The physico-chemical properties of solid–electrolyte interphase (SEI) dominate the interfacial reactions and charge-carrier-transportation, both being crucial to the lithium/sodium battery performance. The detailed understanding of SEI chemistry and structure, especially for the new generation batteries such as sodium-ion-batteries (SIBs) [1] is still under debate, to great extent due to the lack of adequate in-situ nanoscale characterisation tools [2]. The progress is further complicated by the diversity of surface reactions taking place in interlinked sequences varying for different battery formation protocols, the state of charge/discharge and the type of anode active materials and electrolytes.
To understand the nanoscale details of the formation mechanism behind different SEI structures, here we introduce a novel approach of scanning probe microscopy based “3D operando nanorheology” [3]. It allows direct nanoscale characterisation of SEI formation by revealing 3D structure (organic/inorganic moieties within the SEI layer), quantifying the nanomechanical properties of SEI organic and inorganic components, and providing a common denominator for evaluating the SEI properties (mechanical, thermal, electrical) formed on lithium/sodium battery anodes.

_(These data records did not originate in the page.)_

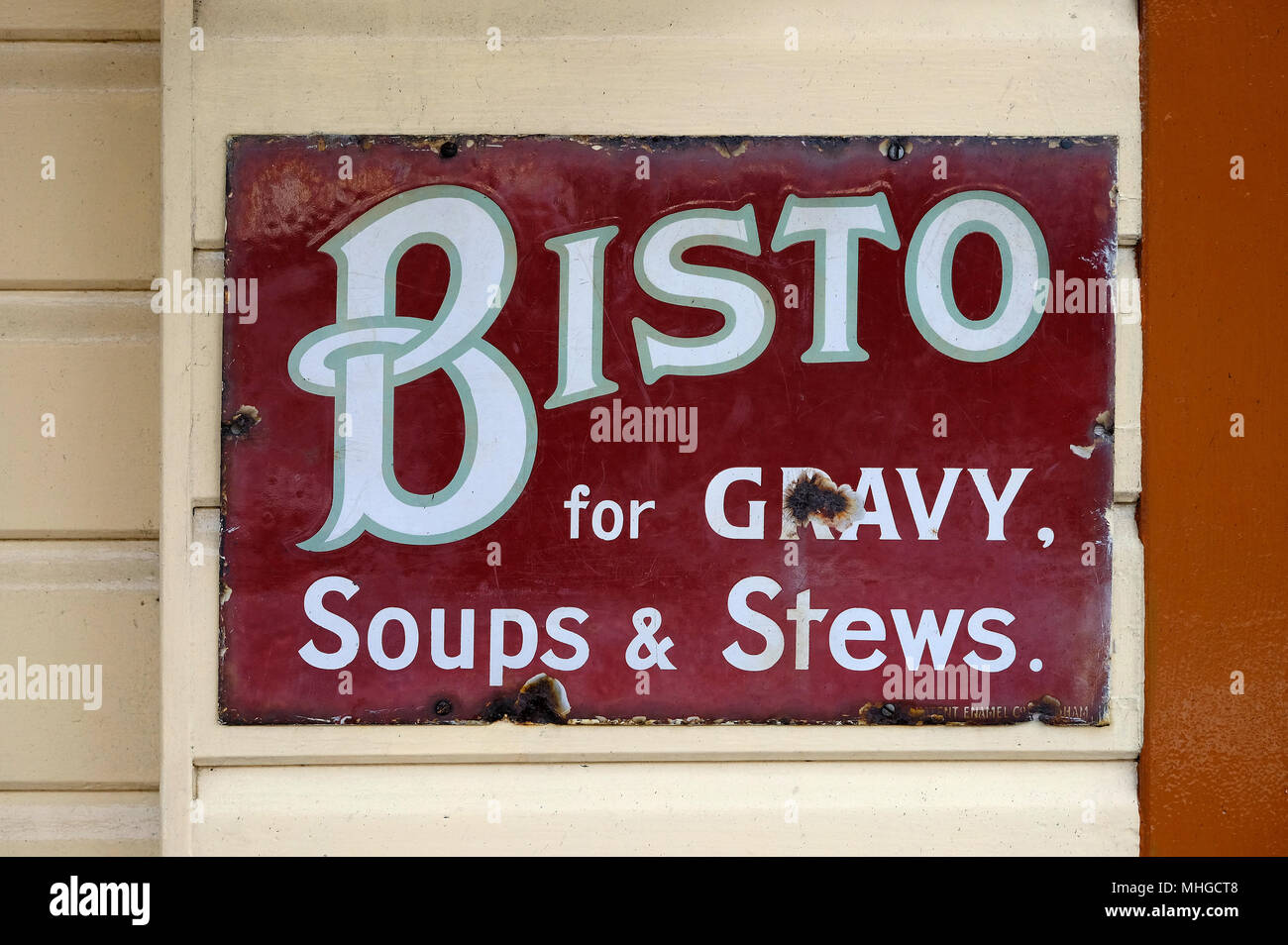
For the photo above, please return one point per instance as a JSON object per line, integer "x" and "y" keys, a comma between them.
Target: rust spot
{"x": 540, "y": 699}
{"x": 814, "y": 496}
{"x": 241, "y": 422}
{"x": 1047, "y": 708}
{"x": 729, "y": 147}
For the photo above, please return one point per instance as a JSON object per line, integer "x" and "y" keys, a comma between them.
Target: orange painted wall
{"x": 1215, "y": 509}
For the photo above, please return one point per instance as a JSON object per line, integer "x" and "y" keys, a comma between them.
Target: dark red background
{"x": 1025, "y": 409}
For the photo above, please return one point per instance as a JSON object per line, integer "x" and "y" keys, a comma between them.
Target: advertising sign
{"x": 668, "y": 430}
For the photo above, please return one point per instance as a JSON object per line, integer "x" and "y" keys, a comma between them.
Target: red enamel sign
{"x": 668, "y": 429}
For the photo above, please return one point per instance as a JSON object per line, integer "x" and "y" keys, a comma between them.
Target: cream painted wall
{"x": 78, "y": 516}
{"x": 999, "y": 67}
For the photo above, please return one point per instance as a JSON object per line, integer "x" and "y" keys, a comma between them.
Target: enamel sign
{"x": 668, "y": 430}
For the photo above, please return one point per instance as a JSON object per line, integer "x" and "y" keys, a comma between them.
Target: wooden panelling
{"x": 88, "y": 604}
{"x": 84, "y": 368}
{"x": 94, "y": 108}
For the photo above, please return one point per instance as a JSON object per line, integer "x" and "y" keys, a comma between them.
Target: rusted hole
{"x": 1047, "y": 707}
{"x": 240, "y": 424}
{"x": 540, "y": 699}
{"x": 814, "y": 496}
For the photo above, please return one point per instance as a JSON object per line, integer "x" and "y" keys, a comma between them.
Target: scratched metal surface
{"x": 1026, "y": 409}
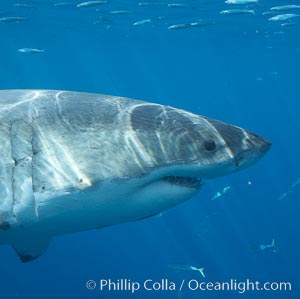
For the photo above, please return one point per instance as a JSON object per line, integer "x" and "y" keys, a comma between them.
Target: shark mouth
{"x": 187, "y": 182}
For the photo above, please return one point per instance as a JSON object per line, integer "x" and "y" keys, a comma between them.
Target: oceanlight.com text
{"x": 193, "y": 285}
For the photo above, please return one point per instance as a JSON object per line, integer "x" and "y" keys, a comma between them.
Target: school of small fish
{"x": 173, "y": 16}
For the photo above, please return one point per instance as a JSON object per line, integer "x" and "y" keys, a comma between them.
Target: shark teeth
{"x": 188, "y": 182}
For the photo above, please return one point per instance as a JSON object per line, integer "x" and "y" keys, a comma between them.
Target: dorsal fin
{"x": 30, "y": 249}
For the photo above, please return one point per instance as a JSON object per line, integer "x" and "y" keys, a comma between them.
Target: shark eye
{"x": 210, "y": 145}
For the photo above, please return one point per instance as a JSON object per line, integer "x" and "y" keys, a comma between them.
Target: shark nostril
{"x": 238, "y": 160}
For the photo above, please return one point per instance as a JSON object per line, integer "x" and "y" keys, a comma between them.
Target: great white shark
{"x": 73, "y": 161}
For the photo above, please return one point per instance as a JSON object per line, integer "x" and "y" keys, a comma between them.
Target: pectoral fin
{"x": 31, "y": 248}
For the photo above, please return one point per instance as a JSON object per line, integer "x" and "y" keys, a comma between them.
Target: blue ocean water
{"x": 242, "y": 69}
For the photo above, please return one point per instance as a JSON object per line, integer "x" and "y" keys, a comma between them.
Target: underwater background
{"x": 239, "y": 67}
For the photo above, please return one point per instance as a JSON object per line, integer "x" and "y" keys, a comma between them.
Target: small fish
{"x": 177, "y": 5}
{"x": 220, "y": 194}
{"x": 263, "y": 247}
{"x": 184, "y": 26}
{"x": 290, "y": 24}
{"x": 240, "y": 1}
{"x": 120, "y": 12}
{"x": 237, "y": 12}
{"x": 285, "y": 7}
{"x": 91, "y": 3}
{"x": 30, "y": 51}
{"x": 187, "y": 268}
{"x": 265, "y": 13}
{"x": 12, "y": 19}
{"x": 23, "y": 5}
{"x": 150, "y": 3}
{"x": 142, "y": 22}
{"x": 283, "y": 17}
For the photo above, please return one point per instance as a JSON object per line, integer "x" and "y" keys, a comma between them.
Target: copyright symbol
{"x": 91, "y": 285}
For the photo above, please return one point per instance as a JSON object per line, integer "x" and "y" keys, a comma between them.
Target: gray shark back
{"x": 74, "y": 161}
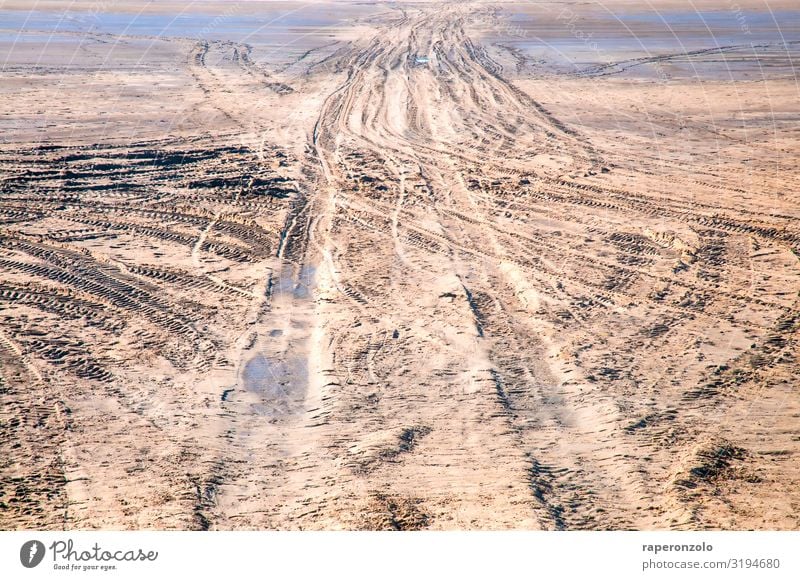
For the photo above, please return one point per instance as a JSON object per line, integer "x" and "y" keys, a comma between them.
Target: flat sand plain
{"x": 272, "y": 265}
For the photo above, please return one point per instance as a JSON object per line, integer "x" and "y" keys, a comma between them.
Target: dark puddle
{"x": 278, "y": 368}
{"x": 281, "y": 384}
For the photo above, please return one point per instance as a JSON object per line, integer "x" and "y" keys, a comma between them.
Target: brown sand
{"x": 348, "y": 289}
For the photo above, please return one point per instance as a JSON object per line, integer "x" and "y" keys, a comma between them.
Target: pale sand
{"x": 327, "y": 286}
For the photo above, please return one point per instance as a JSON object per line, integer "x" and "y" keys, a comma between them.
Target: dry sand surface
{"x": 399, "y": 266}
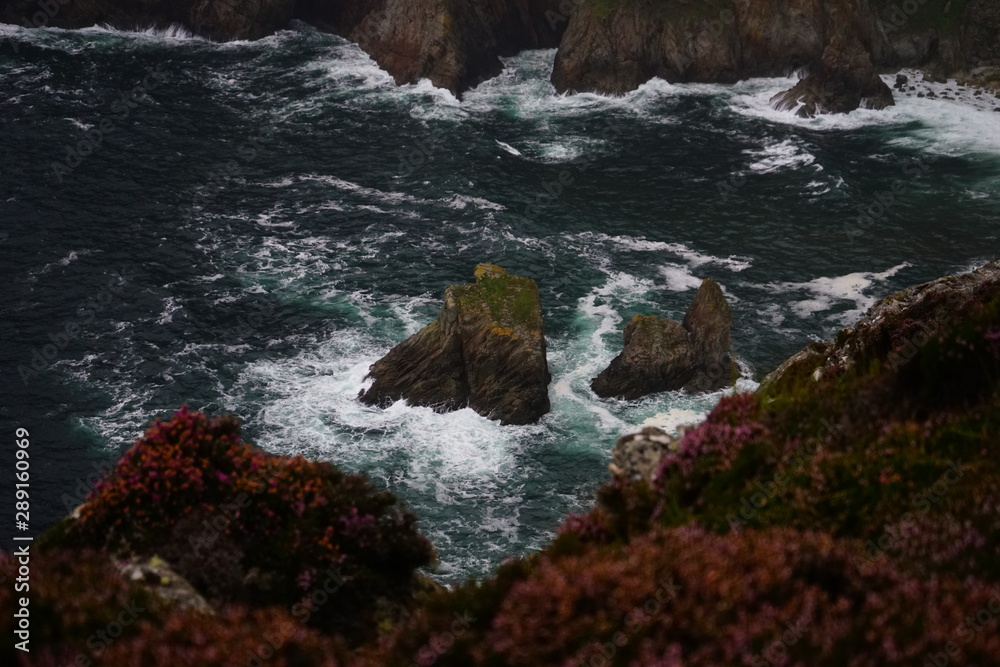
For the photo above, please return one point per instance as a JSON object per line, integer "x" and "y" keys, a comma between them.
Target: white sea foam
{"x": 787, "y": 154}
{"x": 825, "y": 292}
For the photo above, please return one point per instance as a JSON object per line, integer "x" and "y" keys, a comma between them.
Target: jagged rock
{"x": 658, "y": 356}
{"x": 456, "y": 45}
{"x": 708, "y": 321}
{"x": 637, "y": 456}
{"x": 159, "y": 578}
{"x": 663, "y": 355}
{"x": 486, "y": 351}
{"x": 892, "y": 329}
{"x": 845, "y": 81}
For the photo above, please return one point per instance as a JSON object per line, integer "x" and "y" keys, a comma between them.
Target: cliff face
{"x": 615, "y": 46}
{"x": 454, "y": 43}
{"x": 486, "y": 350}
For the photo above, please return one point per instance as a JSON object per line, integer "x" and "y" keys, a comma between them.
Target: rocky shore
{"x": 606, "y": 46}
{"x": 852, "y": 500}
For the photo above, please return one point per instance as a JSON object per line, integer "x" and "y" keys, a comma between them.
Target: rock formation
{"x": 845, "y": 81}
{"x": 892, "y": 330}
{"x": 486, "y": 351}
{"x": 663, "y": 355}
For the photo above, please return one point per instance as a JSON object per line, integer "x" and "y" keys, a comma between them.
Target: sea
{"x": 246, "y": 227}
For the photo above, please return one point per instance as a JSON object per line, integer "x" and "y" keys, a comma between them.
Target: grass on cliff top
{"x": 945, "y": 16}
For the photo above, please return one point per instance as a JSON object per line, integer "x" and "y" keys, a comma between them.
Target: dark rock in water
{"x": 637, "y": 456}
{"x": 663, "y": 355}
{"x": 486, "y": 351}
{"x": 846, "y": 81}
{"x": 708, "y": 321}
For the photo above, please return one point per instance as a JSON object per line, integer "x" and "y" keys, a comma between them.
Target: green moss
{"x": 511, "y": 301}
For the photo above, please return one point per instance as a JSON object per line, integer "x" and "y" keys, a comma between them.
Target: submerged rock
{"x": 456, "y": 45}
{"x": 846, "y": 80}
{"x": 891, "y": 331}
{"x": 663, "y": 355}
{"x": 486, "y": 351}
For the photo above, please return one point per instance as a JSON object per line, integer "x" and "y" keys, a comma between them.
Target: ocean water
{"x": 246, "y": 227}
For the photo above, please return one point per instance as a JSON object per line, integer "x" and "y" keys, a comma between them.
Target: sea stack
{"x": 663, "y": 355}
{"x": 486, "y": 350}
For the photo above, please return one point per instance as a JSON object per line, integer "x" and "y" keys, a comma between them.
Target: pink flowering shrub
{"x": 687, "y": 596}
{"x": 242, "y": 524}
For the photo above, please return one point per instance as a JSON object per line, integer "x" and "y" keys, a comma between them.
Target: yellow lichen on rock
{"x": 488, "y": 271}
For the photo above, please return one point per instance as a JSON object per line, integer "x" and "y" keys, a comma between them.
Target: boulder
{"x": 486, "y": 351}
{"x": 637, "y": 457}
{"x": 658, "y": 356}
{"x": 663, "y": 355}
{"x": 455, "y": 44}
{"x": 846, "y": 80}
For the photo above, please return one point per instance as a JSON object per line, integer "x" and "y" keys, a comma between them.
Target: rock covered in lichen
{"x": 486, "y": 351}
{"x": 663, "y": 355}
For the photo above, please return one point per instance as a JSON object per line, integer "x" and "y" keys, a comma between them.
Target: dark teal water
{"x": 261, "y": 221}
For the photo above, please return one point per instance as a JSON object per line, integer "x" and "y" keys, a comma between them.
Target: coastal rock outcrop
{"x": 637, "y": 456}
{"x": 892, "y": 330}
{"x": 663, "y": 355}
{"x": 614, "y": 47}
{"x": 456, "y": 45}
{"x": 486, "y": 351}
{"x": 846, "y": 80}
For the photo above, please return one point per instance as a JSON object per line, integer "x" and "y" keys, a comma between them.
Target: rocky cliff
{"x": 613, "y": 46}
{"x": 663, "y": 355}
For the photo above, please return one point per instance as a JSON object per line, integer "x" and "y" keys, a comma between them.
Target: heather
{"x": 245, "y": 526}
{"x": 85, "y": 611}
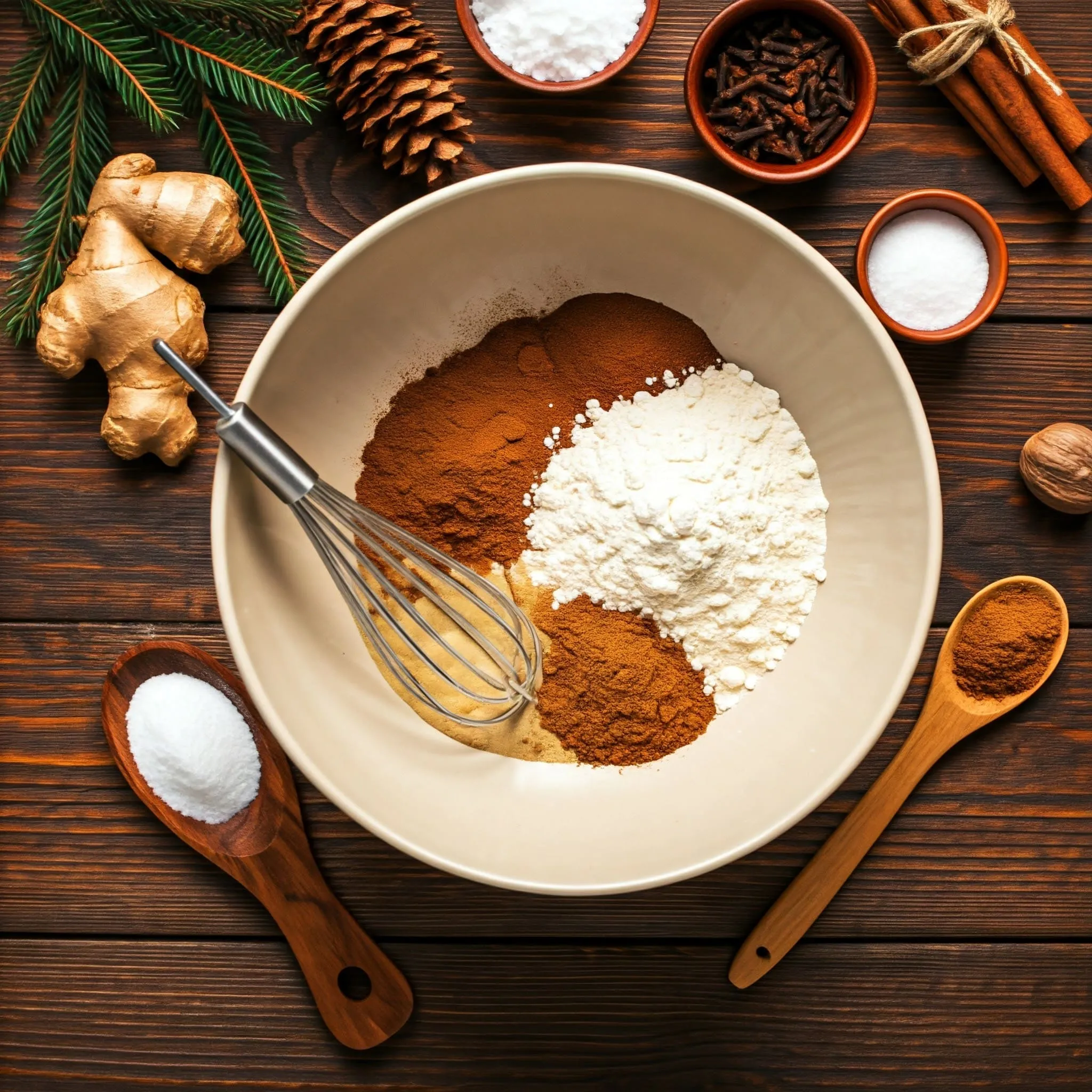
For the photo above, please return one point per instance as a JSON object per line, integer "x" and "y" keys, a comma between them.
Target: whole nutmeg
{"x": 1056, "y": 464}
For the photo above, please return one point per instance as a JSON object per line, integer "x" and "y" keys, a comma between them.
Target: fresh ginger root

By using new methodology, we were able to directly observe that the SEI formation on the non-intercalation graphitic carbon basal plane follows the impurity adsorption nucleation and precipitation mechanism resulting in a 3D nano-mosaic and multilayer hybrid structure with randomly mixed organic and inorganic SEI layer. This was very different to the intercalation-active graphitic carbon edge planes where the ion intercalation assisted electrolyte salt decompositions resulted in a single inorganic layer. On the other hand, the SEI formation on the electrochemical deposition based new-generation Li/Na anodes showed more complicated and dynamic structures. In this case, the interface structure varies during the Li/Na plating and stripping, and highly depends on the electrolyte solvent structures within the inner Helmholtz layer. By further comparing the nanomechanical/rheology properties of SEI formed on various carbon, lithium and sodium metal anodes, we deduce the intrinsic material properties of SEI layers such as elastic moduli, plasticity and relaxation time, predicting the SEI quality in commercial batteries after their formation by correlating quantitatively measured nanoscale SEI properties with the battery performance. This novel “3D operando nanorheology” characterization methodology provides a novel paradigm for battery community, that can be effectively used for SEI measurements in different type of battery electrode-electrolyte systems. Predicting the SEI quality based on this new methodology will be extremely beneficial for selecting a new electrolyte, optimising formation process and reducing the time and cost of battery formation process.